Friday, February 27, 2015

The Only Truth of War Is No One Is Left Untouched

Heroes and Monsters: War’s moral injury 
Foreign Police
By Sebastian J. Bae
Marine co-chair, Best Defense Council of the Enlisted
February 27, 2015

Moral injury, the pain resulting from violating one’s moral foundation, has become the hallmark of today’s veterans. Unlike Post-Traumatic Stress Disorder, moral injury does not stem from fear, but from struggling to reconcile a state of mind occurring in war, where moral clarity is impossible, and the morality society expects of us. To survive, we become someone we no longer recognize, accepting the inconceivable as the price of survival. So, guilt suffocates our voices, hiding stories we cannot share – society does not, or will not, understand.

The Ramadi sun was relentless above the din of the bustling city streets. Our convoy struggled through the city’s congested streets. My eyes darted from one face to another, scared and nervous, scanning a city of strangers from my M240 machine gun turret. The afternoon’s patrol was quiet.

Then suddenly, my eye caught an Iraqi child, maybe eleven or twelve, arching his arm to throw, an object in his hand. He reminded me of the Bible study students I use to teach. He throws; I hesitate – my finger trembling on the trigger, the barrel aimed at his chest…

A rock smacks against the Humvee. In seconds, the child is gone, our convoy rolling past without a shot fired.

I have relived this moment a thousand times, in my dreams and in every quiet moment. There are days I regret not pulling the trigger, then there are days I am forever grateful I never did.

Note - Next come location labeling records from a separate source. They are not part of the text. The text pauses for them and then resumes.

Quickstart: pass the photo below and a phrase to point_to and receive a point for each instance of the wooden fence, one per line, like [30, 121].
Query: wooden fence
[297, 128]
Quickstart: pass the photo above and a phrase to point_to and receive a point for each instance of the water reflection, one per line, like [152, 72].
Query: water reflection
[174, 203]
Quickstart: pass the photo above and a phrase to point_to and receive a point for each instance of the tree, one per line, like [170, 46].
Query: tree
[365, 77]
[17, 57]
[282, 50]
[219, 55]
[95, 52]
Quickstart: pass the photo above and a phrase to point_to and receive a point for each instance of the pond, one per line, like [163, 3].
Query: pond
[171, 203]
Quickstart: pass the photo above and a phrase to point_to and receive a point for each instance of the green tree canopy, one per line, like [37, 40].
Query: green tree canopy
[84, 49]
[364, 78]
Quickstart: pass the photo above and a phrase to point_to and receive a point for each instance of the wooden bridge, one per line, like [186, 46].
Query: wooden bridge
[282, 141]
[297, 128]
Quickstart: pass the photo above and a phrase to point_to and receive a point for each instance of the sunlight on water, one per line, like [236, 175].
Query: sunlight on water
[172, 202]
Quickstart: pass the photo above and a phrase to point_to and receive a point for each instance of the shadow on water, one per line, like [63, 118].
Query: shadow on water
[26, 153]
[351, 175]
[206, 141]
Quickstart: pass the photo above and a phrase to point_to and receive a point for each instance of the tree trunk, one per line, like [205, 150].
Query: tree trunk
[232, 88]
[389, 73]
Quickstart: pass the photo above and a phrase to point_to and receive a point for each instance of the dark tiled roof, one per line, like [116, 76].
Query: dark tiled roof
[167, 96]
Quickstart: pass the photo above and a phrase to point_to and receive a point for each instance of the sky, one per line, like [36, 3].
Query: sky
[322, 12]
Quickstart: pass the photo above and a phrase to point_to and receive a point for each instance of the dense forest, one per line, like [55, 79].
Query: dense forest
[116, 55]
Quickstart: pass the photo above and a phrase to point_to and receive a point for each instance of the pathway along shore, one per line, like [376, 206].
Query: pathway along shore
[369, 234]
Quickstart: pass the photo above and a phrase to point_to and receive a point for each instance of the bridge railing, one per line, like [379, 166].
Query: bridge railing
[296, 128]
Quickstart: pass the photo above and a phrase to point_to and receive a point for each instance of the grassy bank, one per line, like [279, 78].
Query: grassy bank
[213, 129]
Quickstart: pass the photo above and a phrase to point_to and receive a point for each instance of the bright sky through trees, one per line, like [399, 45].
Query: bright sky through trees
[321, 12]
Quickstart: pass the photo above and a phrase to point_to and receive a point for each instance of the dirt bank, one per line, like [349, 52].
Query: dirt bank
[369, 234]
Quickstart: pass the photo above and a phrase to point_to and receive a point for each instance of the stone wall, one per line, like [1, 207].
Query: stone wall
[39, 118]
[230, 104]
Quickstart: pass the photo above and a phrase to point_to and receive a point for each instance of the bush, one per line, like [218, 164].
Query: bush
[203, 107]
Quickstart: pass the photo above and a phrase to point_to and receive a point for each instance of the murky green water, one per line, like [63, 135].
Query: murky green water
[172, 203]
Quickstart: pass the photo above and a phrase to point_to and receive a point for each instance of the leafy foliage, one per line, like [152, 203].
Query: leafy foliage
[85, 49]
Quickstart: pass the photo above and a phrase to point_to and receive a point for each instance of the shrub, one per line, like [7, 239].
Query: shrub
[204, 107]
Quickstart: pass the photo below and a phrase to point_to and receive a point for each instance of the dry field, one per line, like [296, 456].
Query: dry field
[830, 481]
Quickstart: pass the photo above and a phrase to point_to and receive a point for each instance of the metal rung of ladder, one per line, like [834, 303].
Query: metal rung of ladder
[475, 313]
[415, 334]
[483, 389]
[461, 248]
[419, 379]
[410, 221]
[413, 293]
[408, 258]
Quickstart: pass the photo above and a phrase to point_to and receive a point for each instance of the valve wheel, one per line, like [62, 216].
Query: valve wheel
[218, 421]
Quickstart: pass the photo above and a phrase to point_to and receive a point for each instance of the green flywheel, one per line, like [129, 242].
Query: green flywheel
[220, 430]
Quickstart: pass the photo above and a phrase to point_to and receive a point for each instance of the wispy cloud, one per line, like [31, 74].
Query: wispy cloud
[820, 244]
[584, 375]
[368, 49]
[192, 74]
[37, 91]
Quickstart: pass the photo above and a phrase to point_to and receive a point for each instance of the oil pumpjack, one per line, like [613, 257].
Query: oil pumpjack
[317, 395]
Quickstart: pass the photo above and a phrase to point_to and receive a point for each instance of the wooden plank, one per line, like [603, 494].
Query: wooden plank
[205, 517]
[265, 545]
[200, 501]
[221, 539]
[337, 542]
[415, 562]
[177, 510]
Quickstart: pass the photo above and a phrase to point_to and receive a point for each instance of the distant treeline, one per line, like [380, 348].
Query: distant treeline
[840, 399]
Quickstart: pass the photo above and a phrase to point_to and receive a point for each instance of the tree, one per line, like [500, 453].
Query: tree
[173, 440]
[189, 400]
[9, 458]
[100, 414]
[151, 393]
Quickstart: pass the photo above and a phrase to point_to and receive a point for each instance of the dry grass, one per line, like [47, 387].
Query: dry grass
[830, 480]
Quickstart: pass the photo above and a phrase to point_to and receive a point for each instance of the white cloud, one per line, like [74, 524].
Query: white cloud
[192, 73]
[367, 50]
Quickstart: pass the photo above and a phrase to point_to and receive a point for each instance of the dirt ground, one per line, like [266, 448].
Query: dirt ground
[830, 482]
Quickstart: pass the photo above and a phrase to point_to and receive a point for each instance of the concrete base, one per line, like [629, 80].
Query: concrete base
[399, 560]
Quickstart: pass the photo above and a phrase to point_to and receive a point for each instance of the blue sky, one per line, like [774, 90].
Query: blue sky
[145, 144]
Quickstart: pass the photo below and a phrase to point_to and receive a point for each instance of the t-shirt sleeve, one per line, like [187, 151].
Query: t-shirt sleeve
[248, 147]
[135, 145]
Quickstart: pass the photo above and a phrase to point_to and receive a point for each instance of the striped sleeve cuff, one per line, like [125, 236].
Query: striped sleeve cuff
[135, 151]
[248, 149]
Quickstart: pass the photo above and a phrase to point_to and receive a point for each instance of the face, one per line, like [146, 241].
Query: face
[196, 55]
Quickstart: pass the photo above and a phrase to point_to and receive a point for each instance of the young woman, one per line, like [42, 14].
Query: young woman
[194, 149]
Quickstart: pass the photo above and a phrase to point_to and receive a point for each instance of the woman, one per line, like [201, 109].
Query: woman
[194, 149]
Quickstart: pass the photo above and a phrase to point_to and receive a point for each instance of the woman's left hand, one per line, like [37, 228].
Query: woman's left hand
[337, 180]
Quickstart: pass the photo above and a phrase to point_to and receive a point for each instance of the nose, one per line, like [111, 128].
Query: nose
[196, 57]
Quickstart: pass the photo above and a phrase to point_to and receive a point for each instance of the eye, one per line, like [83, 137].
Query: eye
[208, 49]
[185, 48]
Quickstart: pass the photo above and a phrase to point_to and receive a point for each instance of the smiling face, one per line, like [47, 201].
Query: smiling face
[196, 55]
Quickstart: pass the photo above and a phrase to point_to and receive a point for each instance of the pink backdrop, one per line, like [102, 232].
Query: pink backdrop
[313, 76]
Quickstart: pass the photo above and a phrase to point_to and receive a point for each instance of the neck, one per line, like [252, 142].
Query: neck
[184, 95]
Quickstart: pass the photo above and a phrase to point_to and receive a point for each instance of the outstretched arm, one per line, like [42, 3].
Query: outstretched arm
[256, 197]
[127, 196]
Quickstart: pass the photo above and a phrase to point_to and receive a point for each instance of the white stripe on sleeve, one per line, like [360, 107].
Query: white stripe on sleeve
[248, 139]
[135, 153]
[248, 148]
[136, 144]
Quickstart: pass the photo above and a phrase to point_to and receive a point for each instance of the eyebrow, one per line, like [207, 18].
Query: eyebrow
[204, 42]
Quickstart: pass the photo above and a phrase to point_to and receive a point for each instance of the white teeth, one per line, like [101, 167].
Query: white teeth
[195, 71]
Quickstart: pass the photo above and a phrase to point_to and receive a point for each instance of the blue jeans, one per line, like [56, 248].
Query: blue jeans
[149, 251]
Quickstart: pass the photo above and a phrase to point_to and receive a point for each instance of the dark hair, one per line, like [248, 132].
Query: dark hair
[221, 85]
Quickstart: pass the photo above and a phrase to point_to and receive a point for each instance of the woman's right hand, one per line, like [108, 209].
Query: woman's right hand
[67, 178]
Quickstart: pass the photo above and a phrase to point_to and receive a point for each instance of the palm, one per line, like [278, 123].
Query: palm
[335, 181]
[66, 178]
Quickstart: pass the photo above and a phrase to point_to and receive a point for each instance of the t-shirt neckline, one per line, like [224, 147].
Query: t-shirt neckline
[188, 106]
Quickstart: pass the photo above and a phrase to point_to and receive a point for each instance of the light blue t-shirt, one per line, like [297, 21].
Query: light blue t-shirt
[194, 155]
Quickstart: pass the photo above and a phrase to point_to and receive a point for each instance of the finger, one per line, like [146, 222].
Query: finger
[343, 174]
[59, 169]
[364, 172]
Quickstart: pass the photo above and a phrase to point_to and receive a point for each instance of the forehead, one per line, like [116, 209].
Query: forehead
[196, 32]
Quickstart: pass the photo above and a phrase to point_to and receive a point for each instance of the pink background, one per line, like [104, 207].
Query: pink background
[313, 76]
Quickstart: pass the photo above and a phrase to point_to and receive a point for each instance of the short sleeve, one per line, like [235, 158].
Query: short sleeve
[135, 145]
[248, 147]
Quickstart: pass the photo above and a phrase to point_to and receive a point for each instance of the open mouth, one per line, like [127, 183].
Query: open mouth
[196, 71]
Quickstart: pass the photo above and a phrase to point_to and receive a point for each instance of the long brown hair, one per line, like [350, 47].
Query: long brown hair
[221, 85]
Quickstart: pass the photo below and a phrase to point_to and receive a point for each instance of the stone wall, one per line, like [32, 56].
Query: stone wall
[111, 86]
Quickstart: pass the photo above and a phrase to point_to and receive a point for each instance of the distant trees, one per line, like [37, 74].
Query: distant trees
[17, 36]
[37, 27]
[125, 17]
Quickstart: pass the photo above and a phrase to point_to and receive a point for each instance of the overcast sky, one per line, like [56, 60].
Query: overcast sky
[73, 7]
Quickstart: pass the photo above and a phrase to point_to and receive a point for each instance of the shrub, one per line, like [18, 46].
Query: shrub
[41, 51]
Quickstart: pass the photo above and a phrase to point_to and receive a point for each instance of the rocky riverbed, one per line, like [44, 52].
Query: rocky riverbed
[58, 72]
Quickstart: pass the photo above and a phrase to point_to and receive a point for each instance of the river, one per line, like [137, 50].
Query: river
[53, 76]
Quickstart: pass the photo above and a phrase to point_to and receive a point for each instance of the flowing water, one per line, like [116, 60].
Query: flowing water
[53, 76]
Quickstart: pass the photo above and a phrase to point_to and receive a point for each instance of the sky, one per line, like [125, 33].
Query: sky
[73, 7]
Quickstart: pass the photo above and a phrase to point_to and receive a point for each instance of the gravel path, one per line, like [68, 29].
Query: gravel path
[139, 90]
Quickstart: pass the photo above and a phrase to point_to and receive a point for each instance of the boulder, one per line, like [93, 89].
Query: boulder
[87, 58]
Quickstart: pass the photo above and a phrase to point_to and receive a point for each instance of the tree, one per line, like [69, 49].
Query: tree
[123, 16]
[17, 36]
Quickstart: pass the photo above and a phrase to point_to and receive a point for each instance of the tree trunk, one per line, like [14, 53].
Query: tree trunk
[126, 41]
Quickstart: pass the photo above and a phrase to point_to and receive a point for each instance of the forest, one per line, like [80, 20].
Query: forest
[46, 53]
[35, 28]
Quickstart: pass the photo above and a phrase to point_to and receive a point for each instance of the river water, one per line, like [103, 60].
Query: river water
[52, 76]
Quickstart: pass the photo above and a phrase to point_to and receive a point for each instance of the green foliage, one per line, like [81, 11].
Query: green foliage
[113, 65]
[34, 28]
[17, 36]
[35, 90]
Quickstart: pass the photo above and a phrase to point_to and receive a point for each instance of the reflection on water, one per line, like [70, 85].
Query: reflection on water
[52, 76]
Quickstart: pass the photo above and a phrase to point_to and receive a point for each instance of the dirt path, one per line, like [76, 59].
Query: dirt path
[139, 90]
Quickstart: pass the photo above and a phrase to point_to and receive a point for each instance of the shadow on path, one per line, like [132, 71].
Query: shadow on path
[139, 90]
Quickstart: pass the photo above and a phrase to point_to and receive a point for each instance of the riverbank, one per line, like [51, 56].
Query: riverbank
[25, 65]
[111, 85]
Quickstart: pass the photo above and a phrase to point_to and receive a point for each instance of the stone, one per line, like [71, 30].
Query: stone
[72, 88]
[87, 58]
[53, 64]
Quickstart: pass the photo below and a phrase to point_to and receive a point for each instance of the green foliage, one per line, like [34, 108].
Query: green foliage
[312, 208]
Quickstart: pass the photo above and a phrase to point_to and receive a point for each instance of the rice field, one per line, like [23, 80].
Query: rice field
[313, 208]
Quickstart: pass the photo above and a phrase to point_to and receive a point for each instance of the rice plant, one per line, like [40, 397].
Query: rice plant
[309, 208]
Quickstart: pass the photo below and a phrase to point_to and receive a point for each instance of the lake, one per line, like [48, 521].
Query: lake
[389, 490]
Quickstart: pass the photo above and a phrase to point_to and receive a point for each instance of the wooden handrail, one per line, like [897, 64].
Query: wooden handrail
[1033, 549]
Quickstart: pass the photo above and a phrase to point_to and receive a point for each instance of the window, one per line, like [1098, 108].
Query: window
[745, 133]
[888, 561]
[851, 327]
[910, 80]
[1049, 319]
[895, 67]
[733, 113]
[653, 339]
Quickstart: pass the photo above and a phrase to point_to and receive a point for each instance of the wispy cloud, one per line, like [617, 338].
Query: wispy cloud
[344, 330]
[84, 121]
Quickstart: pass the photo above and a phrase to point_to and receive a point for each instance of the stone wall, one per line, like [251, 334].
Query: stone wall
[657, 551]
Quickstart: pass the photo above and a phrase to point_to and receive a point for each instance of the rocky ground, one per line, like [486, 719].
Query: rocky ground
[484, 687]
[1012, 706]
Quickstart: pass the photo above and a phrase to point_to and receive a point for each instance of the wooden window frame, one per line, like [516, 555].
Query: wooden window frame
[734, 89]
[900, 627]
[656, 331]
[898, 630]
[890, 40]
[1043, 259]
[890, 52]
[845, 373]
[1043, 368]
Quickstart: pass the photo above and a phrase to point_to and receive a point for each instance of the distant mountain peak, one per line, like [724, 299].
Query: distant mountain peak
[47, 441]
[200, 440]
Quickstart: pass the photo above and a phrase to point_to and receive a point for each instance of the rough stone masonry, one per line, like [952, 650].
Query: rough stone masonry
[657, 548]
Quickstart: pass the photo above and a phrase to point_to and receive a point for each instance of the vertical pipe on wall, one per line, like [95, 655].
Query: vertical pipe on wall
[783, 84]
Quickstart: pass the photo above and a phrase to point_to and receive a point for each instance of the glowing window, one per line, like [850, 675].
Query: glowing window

Yet everyday, I struggle to reconcile the man I was, a Bible study teacher, with the man I had become, a man who almost ventilated a child with a machine gun.

A few weeks before, insurgents attacked another convoy with grenades, setting their vehicle aflame.

The rock could have easily been a grenade. I could have killed my Marines. I undoubtedly endangered their lives. Yet, I was also spared the gruesome weight of a child’s death.

Nevertheless, I find there is no comfort, no right answer.